A prostituição nunca será suprimida pelos meios empregados pelo Reverendo Parkhust e outros reformadores. Ela existirá tão logo exista o sistema que a alimenta.
Quando estes reformadores unirem seus esforços com aqueles que lutam para abolir este sistema gerador de toda espécie de crimes, para erigir outro que se baseia na equidade perfeita – um sistema que garanta a cada membro homem, mulher ou criança, a plena fruição de seu trabalho e um direito perfeitamente igual no proveito das dádivas da natureza e na obtenção do mais alto conhecimento – a mulher se auto-sustentará e será independente. Sua saúde não será mais esmagada pela escravidão sem fim e pela labuta diária, ela não será mais a vítima do homem, enquanto o homem não será mais possuído por vícios e paixões não-naturais e insalubres.
Cada um entrará no estado de casamento confiante na força física e moral um do outro.
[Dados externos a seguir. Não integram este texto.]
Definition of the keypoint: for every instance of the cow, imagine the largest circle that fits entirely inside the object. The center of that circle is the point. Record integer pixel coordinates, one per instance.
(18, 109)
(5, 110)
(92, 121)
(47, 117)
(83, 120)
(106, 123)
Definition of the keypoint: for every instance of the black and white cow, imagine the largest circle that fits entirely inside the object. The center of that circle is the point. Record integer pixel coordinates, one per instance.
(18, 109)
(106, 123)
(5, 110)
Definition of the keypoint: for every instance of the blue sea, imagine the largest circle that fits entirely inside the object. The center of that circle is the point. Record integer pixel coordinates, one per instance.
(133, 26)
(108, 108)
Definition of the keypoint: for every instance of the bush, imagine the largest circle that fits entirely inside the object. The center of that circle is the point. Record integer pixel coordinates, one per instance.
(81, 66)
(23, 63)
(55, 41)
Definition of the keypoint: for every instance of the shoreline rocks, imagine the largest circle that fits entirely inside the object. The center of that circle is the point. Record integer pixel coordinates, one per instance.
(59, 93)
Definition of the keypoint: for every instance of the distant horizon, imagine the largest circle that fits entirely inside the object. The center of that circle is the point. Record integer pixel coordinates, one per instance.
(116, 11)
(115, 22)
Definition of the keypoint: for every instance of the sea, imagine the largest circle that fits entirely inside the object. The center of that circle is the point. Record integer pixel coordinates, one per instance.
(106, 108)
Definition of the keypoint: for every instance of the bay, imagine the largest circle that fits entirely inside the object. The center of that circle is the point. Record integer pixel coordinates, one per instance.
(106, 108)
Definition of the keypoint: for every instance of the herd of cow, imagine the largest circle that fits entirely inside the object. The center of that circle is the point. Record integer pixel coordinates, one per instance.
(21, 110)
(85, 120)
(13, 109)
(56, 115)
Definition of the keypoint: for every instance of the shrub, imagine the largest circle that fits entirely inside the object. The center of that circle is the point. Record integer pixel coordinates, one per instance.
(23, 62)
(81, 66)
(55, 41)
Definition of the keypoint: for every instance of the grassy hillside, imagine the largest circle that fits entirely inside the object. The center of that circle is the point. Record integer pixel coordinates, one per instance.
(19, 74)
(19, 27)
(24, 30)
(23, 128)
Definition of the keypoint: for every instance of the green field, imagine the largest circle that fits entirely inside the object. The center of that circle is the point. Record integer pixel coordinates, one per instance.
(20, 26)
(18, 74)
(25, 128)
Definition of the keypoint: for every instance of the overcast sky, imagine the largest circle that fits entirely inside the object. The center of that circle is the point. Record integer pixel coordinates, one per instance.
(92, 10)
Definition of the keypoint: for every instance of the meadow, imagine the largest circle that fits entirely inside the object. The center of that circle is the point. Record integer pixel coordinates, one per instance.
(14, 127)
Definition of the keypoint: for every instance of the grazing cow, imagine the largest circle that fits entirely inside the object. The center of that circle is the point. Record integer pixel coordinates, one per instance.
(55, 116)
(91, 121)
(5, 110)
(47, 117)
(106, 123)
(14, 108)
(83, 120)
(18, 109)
Cada um irá amar e estimar o outro e ajudar no trabalho não só para seu próprio bem-estar, mas sendo eles mesmos felizes, desejarão também a felicidade universal da humanidade. Os rebentos de tais uniões serão fortes e saudáveis de mente e corpo e respeitarão e honrarão seus pais, não porque lhes seja um dever, mas por seu próprio mérito.
Eles serão instruídos e cuidados pela comunidade como um todo e serão livres para seguir as próprias inclinações, e não será mais preciso lhes ensinar a sicofancia e a arte da rapinagem sobre seus companheiros. Seus objetivos na vida não serão mais alcançados obtendo poder sobre seus irmãos, mas obtendo o respeito e a estima de todos os membros da comunidade.
Caso a união de um homem e uma mulher se revele insatisfatória e desgostosa para ambos, então, de maneira amigável e tranquila, deverão se separar para que as diversas relações existentes no casamento não se depreciem dando continuidade a uma relação desagradável.
Se ao invés de perseguirem as vítimas, os reformadores do dia unissem seus esforços para erradicar a causa, a prostituição não mais desgraçaria a humanidade.
Suprimir uma classe para proteger outra é pior que loucura. É criminoso. Você homem e mulher moral, não dê de ombros!
Não deixe o preconceito te influenciar: observe a questão de um ponto de vista desenviesado.
Ao invés de empregar sua força inutilmente, junte as mãos e ajude a abolir este sistema doentio e corrupto.
Se a vida conjugal não lhe roubou a honra e o auto-respeito, se você ainda tem amor por aqueles que chama de filhos, então por amor próprio, bem como por eles, você deve buscar a emancipação e estabelecer a liberdade. Então, e não até então, o mal do matrimônio cessará.